Despite these deficiencies, new demands are being made of the system, from massive new “hyperscale” data centers and more electric vehicle charging stations to the onshoring of manufacturing. Additionally, as temperatures rise and cyberattacks boosted by artificial intelligence (AI) become more potent, the United States needs to invest in a more resilient grid—or risk an energy insecure future.
Past and future risks to grid reliability
Threats to electricity systems include many new and evolving digital and physical risks to companies, cities, and individuals, including disruptions to technological and communications services. On the physical side, floods, fires, and extreme heat events, which are increasingly posing physical threats to energy infrastructure. Digital threats come in the form of ransomware and other cyberattacks, and sometimes arise simply out of the enormous complexity of today’s systems. For example, the 2024 CrowdStrike disruption—which was caused by a faulty software update that crashed Windows systems worldwide—affected US Department of Energysystems as well as those at a number of electric utilities, and stranded or otherwise impacted 1.3 million airline passengers.
When these events occur, disruptions to commerce and society follow and highlight the obligations that infrastructure planners and defenders have to limit harm from such incidents—obligations that simply cannot be deferred.
And yet, upgrades to some of the most important parts of US critical infrastructure are being deferred. Today, on average, large US grid transformers, which are essential to electricity reliability, are past their designed lifespan, and the backlog for replacements is often three years or more. Grid operators—and all who depend on the grid—are forced to rely on this old equipment. Meanwhile, rising temperatures are aging grid components faster by increasing chemical and mechanical stress on them, which leads to reduced efficiency, faster degradation, and increased failure rates.
In addition to these long-standing challenges, three major trends have recently emerged that place additional pressure on the electric system: electricity-hungry, AI-powering data centers; the increasing number of electric vehicles and charging stations; and the electrification of everything, perhaps best represented by heat pumpsreplacing oil and gas-burning furnaces.
At the same time, the nation is confronted with operational risks and constraints that US grid managers are struggling mightily to manage, such as how to handle increasing shares of non-dispatchable renewable generation as well as rapid policy changes like executive orders to keep coal plants running and restart shuttered nuclear plants.
Disruption drives agile solutions
There is a way forward, inspired by past grid failures and wartime emergencies. When challenged with disruptions, grid operators have not only responded with agility but also applied lessons learned to greatly reduce the potential for future cascades.
The Northeastern blackout of 2003, for example, provided a major wake-up call. It affected 50 million people and cost about $6 billion. While numerous improvements followed, three in particular did much to improve the US grid’s resilience posture via enhanced communications: the installation by the Nuclear Energy Regulatory Committee (NERC) of a new conference bridge to greatly enhance communications during crises; the creation of a new set of procedures and protocols for reliability coordinator hotline calls; and enhancements to the decentralized system data exchange network with automated hourly uploads of outage data.

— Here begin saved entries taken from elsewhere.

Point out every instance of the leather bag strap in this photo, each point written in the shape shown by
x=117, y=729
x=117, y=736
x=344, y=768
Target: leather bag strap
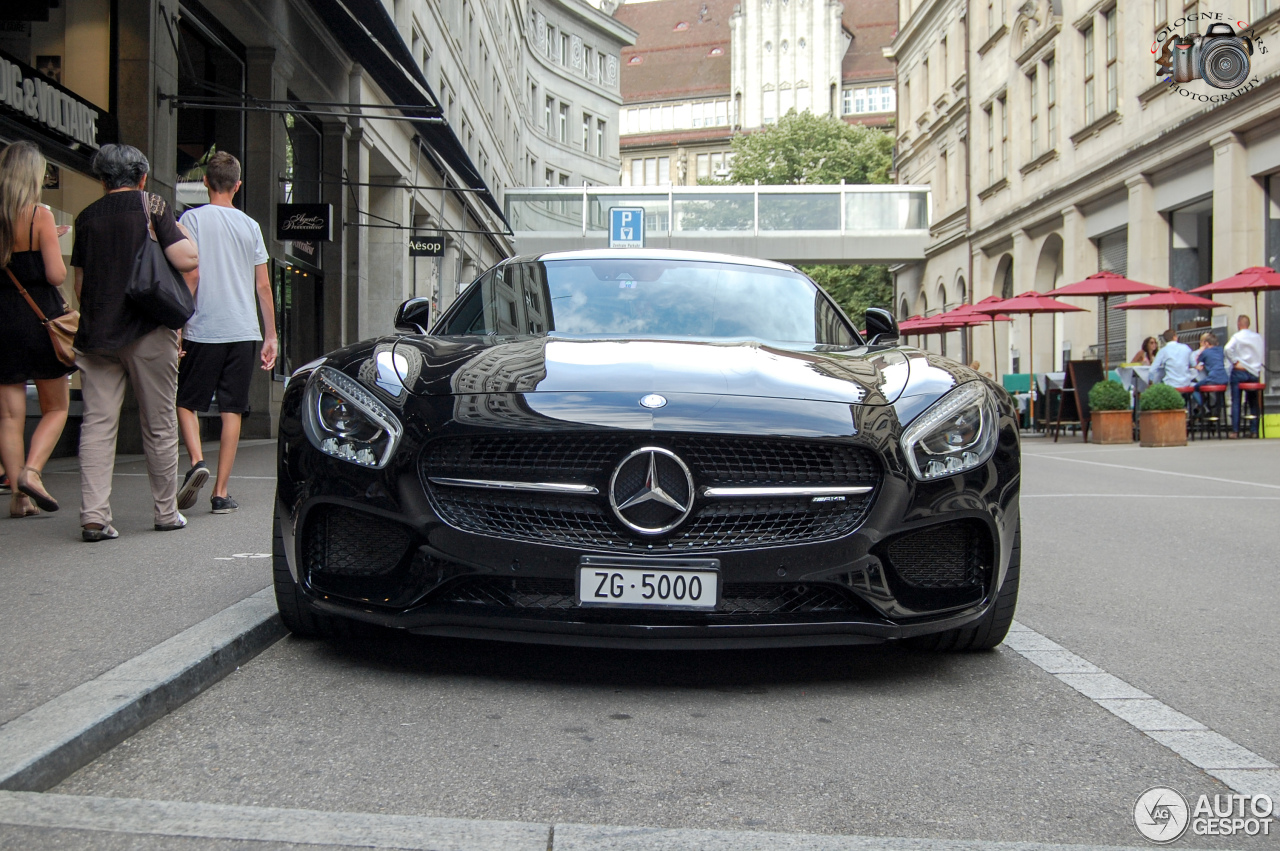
x=31, y=301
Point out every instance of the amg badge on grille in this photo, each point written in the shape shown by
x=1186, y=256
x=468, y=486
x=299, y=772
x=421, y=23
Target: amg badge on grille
x=652, y=490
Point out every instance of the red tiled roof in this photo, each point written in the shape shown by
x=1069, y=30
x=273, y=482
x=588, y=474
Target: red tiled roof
x=873, y=23
x=676, y=62
x=677, y=137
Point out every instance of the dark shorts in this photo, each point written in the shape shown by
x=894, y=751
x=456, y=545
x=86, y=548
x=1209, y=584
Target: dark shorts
x=225, y=369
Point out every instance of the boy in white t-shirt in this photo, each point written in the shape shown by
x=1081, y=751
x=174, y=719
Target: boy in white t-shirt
x=220, y=339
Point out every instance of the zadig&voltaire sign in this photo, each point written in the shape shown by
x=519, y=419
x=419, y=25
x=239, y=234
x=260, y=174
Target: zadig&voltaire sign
x=27, y=92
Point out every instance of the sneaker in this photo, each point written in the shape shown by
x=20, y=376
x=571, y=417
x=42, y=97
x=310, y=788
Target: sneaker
x=223, y=504
x=103, y=534
x=191, y=485
x=172, y=527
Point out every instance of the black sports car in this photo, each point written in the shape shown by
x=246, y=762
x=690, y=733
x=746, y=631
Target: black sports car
x=648, y=448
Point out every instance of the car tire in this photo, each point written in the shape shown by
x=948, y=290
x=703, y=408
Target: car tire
x=300, y=618
x=987, y=632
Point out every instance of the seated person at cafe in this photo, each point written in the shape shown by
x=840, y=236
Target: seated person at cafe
x=1173, y=364
x=1210, y=362
x=1150, y=347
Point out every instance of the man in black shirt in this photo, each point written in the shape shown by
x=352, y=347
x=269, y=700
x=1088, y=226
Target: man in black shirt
x=117, y=341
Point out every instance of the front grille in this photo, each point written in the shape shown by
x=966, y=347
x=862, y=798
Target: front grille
x=531, y=595
x=951, y=556
x=342, y=541
x=590, y=458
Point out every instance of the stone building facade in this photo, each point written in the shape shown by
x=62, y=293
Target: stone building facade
x=1055, y=151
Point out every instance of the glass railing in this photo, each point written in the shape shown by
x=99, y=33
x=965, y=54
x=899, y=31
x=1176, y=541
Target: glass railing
x=728, y=210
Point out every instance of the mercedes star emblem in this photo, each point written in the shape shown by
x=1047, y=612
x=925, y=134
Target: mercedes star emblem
x=653, y=401
x=652, y=490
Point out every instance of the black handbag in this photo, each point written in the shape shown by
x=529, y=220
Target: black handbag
x=155, y=287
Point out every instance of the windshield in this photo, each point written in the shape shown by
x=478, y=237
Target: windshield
x=647, y=297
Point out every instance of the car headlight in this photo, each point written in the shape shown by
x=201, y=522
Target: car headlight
x=955, y=434
x=344, y=420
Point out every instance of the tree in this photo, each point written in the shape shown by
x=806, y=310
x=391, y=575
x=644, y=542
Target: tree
x=855, y=288
x=807, y=149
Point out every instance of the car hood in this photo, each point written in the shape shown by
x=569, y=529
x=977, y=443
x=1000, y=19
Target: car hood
x=560, y=364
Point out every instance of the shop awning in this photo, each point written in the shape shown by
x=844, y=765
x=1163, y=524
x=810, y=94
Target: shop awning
x=368, y=32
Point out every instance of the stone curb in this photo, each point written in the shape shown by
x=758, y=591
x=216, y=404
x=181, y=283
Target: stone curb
x=48, y=744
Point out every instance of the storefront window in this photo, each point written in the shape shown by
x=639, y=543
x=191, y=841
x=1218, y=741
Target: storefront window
x=209, y=65
x=300, y=279
x=55, y=90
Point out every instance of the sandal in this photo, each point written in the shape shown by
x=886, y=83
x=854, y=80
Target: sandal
x=92, y=532
x=36, y=490
x=21, y=507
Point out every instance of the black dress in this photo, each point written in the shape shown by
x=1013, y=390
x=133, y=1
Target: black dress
x=26, y=352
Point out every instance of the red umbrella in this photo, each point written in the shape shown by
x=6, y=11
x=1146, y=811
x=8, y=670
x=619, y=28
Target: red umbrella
x=1031, y=303
x=1170, y=300
x=1102, y=284
x=1255, y=279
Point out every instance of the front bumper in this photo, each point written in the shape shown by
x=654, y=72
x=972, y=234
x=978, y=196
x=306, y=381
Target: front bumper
x=433, y=570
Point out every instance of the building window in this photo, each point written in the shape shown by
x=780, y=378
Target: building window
x=1112, y=67
x=1089, y=109
x=1004, y=137
x=991, y=143
x=1033, y=91
x=1051, y=101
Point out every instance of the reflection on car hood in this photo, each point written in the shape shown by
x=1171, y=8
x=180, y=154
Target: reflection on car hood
x=556, y=364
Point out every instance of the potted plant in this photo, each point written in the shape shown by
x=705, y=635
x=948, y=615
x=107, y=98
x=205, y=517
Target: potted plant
x=1164, y=417
x=1110, y=413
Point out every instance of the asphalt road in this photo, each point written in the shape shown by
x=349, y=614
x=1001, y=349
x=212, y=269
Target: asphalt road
x=1157, y=566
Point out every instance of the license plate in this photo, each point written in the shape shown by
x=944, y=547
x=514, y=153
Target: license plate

Another example—a far more devastating one—is Russia’s targeting of energy infrastructure in Ukraine. Under heavy attacks aimed at knocking out civilian infrastructure, Ukrainians, in a show of unity, deployed backup generators and battery packs in unprecedented numbers, adhered to strict schedules for electricity usage set by the utilities, and—as much as possible—decentralized power generation. Although the United States is not at war, the impacts of climate change and cyberattacks could have similar effects on infrastructure and require similar solutions. To address the growing demand for electricity, the United States must generate and deliver much greater quantities of electricity reliably, safely, and securely, all while limiting emissions. Enhanced demand management, as practiced with precision in Ukraine, is one tool that may help.
Anticipating future challenges
The truth is that the US electric system is not operating the way it was designed. That’s because its developers did not anticipate the arrival of such dynamism. Meeting new challenges will require leadership and collective will, and for society to make itself more resilient by preparing in advance for more and longer-duration outages with backup generators and microgrids.

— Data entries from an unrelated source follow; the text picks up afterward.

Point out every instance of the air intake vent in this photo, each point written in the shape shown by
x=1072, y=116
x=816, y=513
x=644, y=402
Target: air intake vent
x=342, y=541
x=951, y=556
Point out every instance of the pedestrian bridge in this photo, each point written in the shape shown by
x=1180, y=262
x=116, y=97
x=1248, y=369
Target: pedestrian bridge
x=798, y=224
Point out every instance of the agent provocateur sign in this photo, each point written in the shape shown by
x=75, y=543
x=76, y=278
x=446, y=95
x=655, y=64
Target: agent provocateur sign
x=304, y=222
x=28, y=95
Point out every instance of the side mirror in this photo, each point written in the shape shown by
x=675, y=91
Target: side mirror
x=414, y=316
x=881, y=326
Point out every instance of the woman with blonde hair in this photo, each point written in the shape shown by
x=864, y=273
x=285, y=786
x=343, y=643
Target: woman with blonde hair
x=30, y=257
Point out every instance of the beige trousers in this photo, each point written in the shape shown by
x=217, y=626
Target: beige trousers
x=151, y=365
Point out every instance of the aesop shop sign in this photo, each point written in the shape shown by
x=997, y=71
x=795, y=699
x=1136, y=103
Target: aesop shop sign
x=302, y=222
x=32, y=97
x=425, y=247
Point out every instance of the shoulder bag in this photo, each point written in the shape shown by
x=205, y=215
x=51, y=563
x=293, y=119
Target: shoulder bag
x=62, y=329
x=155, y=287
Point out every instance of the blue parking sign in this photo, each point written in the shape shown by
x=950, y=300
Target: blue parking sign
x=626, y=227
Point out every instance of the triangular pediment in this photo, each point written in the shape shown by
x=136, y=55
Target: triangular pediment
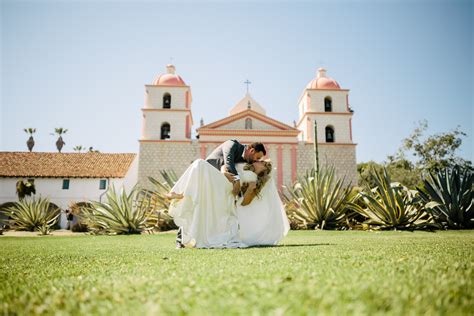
x=239, y=121
x=246, y=103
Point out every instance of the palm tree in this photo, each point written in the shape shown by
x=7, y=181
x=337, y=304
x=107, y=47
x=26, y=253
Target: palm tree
x=79, y=148
x=59, y=143
x=31, y=142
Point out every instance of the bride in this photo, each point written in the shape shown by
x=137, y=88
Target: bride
x=211, y=217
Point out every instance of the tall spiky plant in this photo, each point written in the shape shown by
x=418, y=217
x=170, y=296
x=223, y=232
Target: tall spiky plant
x=389, y=205
x=159, y=204
x=318, y=200
x=60, y=142
x=78, y=148
x=120, y=214
x=31, y=142
x=449, y=197
x=33, y=214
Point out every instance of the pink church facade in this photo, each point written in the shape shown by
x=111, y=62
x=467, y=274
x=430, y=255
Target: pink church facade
x=166, y=141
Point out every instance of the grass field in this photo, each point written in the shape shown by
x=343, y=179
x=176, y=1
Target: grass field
x=312, y=272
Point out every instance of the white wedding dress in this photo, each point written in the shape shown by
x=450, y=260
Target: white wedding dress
x=264, y=220
x=209, y=218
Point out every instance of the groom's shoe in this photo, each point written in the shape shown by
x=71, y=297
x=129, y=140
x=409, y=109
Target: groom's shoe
x=179, y=239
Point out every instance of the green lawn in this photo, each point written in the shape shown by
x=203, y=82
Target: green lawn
x=312, y=272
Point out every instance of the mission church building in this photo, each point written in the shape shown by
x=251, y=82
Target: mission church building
x=166, y=141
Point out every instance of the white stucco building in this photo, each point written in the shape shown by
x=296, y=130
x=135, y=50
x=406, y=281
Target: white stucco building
x=66, y=178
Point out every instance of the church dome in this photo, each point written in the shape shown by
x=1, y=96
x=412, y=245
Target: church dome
x=322, y=81
x=170, y=78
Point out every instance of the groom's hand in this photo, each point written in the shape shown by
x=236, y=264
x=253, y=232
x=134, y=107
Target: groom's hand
x=236, y=189
x=229, y=176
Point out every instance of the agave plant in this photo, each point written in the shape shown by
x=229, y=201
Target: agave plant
x=120, y=214
x=449, y=196
x=32, y=214
x=318, y=200
x=389, y=205
x=158, y=203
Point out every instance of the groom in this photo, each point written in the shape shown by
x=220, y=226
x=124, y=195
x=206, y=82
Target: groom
x=228, y=154
x=231, y=152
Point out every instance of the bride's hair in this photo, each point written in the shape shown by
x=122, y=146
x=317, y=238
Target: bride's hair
x=262, y=177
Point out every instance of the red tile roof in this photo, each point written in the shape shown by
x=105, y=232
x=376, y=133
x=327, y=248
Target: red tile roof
x=64, y=165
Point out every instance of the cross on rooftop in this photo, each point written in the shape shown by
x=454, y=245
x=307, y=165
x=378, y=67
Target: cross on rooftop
x=247, y=83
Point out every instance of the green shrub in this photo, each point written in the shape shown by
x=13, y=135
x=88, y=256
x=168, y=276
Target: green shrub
x=318, y=201
x=120, y=214
x=389, y=205
x=32, y=214
x=449, y=197
x=158, y=203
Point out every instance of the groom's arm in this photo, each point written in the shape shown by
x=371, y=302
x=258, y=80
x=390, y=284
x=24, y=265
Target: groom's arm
x=229, y=151
x=249, y=194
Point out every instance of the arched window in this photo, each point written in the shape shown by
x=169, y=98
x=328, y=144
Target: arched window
x=327, y=104
x=330, y=134
x=167, y=101
x=248, y=123
x=165, y=131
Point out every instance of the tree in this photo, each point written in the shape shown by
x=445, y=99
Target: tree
x=79, y=148
x=31, y=142
x=59, y=143
x=434, y=152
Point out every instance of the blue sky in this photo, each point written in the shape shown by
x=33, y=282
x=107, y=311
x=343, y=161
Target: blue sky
x=82, y=65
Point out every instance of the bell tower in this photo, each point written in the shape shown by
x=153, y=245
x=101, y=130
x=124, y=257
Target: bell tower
x=325, y=102
x=167, y=112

To meet the challenges of a future where energy demand keeps rising, warming temperatures place new pressures on critical infrastructure, and cyber criminals threaten to cause massive disruption, the United States must leverage its collective imagination to rally its businesses and citizens to prepare for a less reliable grid. This is accomplished, in part, by full-scale exercises like NERC’s biennial GridEx series, as well as through regional resilience summits.
The property of resilience isn’t required until there is scarcity, a stressor, or other forms of adversity. It comes into play when an entity doesn’t have all that it needs or is under assault, but, by prior preparation, is not defeated.
Andy Bochman is the senior grid strategist for Idaho National Laboratory’s National and Homeland Security directorate.